Tuesday, February 28, 2006

Conventional wisdom about digital preservation upended?

Roy Tennant, in the lastest issue of Current Cites, highlights an interesting article I hope to read:

Rusbridge, Chris. "Excuse Me... Some Digital Preservation Fallacies?" Ariadne (46)(February 2006)(http://www.ariadne.ac.uk/issue46/rusbridge/). - In this tenth-anniversary issue, Rusbridge takes on some digital preservation assertions or assumptions that he believes underlies many of the preservation discussions happening today. They are: 1) digital preservation is very expensive, 2) file formats become obsolete very rapidly, 3) interventions must occur frequently, 4) digital preservation repositories should have very long timescale aspirations, 5) 'Internet-age' expectations are such that the preserved object must be easily and instantly accessible in the format de jour, and 6) the preserved object must be faithful to the original in all respects.

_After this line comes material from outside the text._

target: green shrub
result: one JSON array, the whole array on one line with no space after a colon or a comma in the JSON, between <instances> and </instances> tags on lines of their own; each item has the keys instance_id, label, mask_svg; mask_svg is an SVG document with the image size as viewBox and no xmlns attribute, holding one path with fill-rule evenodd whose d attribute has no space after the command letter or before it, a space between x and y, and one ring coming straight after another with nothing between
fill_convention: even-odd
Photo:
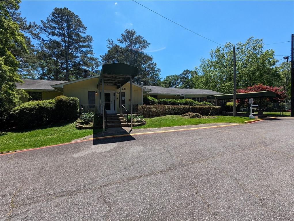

After arguing with these assumptions, he restates them at the end of the piece as: 1) digital preservation is comparatively inexpensive, compared to preservation in the print world, 2) file formats become obsolete rather more slowly than we thought, 3) interventions can occur rather infrequently, ensuring that continuing costs remain containable, 4) digital preservation repositories should have timescale aspirations adjusted to their funding and business case, but should be prepared for their succession, 5) "Internet-age" expectations cannot be met by most digital repositories; and, 6) only desiccated versions of the preserved object need be easily and instantly accessible in the format de jour, although the original bit-stream and good preservation metadata or documentation should be available for those who wish to invest in extracting extra information or capability."